Objective To study the effect of different hypoxic stress methods in constructing high altitude pulmonary edema model.
Methods Sixty SD rats were randomly divided into 3 groups: control group (altitude 400m), hypoxic chamber group (simulated hypoxia stress at 6000m altitude for 48h), field hypoxia group (hypoxia stress at 4200m altitude for 28d); Group of 20. By detecting the dry-to-moisture ratio, morphological and pathophysiological characteristics, the expression of key genes aquaporin-1 (AQP-1) and vascular endothelial growth factor (VEGF) in the lung tissue of experimental rats, and The oxidative stress level was compared, and the effects of different hypoxic stress methods in constructing the SD rat model of high altitude pulmonary edema were compared.
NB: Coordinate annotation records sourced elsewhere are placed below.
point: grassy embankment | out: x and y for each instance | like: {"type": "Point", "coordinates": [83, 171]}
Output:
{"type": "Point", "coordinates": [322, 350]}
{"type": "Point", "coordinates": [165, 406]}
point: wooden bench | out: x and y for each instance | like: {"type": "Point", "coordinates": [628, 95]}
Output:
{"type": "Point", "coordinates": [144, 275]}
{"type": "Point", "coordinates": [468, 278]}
Results Compared with the control group, the pulmonary arterial pressure and lung tissue water content of the rats in the hypobaric oxygen chamber group and the field hypoxia group were significantly increased (both P<0.01), while the oxygen partial pressure and oxygen saturation were significantly decreased (both P<0.01). <0.01). The morphology of the lung tissue in the control group showed normal structure under light microscope and electron microscope; the alveolar wall and the alveolar septum were obviously widened in the lung tissue of the hypobaric oxygen chamber group and the field hypoxia group under the light microscope, and a large number of red blood cells and inflammatory cells overflowed. And there was obvious edema in the alveolar septa. Compared with the control group, the levels of AQP-1 mRNA and protein in the lung tissue of the two experimental groups were significantly increased (both P<0.01), and the VEGF mRNA and protein levels were significantly lower than those of the control group (both P<0.01). The levels of glutathione peroxidase (GSH-Px) and superoxide dismutase (SOD) were significantly decreased, and the levels of malondialdehyde (MDA) were significantly increased.
Conclusion The hypoxic chamber simulated hypoxia stress at an altitude of 6000m for 48 hours, and the hypoxia stress at an altitude of 4200m for 28 days can effectively build the SD rat model of high altitude pulmonary edema. Among them, the use of the hypobaric oxygen chamber to build the SD rat high altitude pulmonary edema model is relatively more Advantage.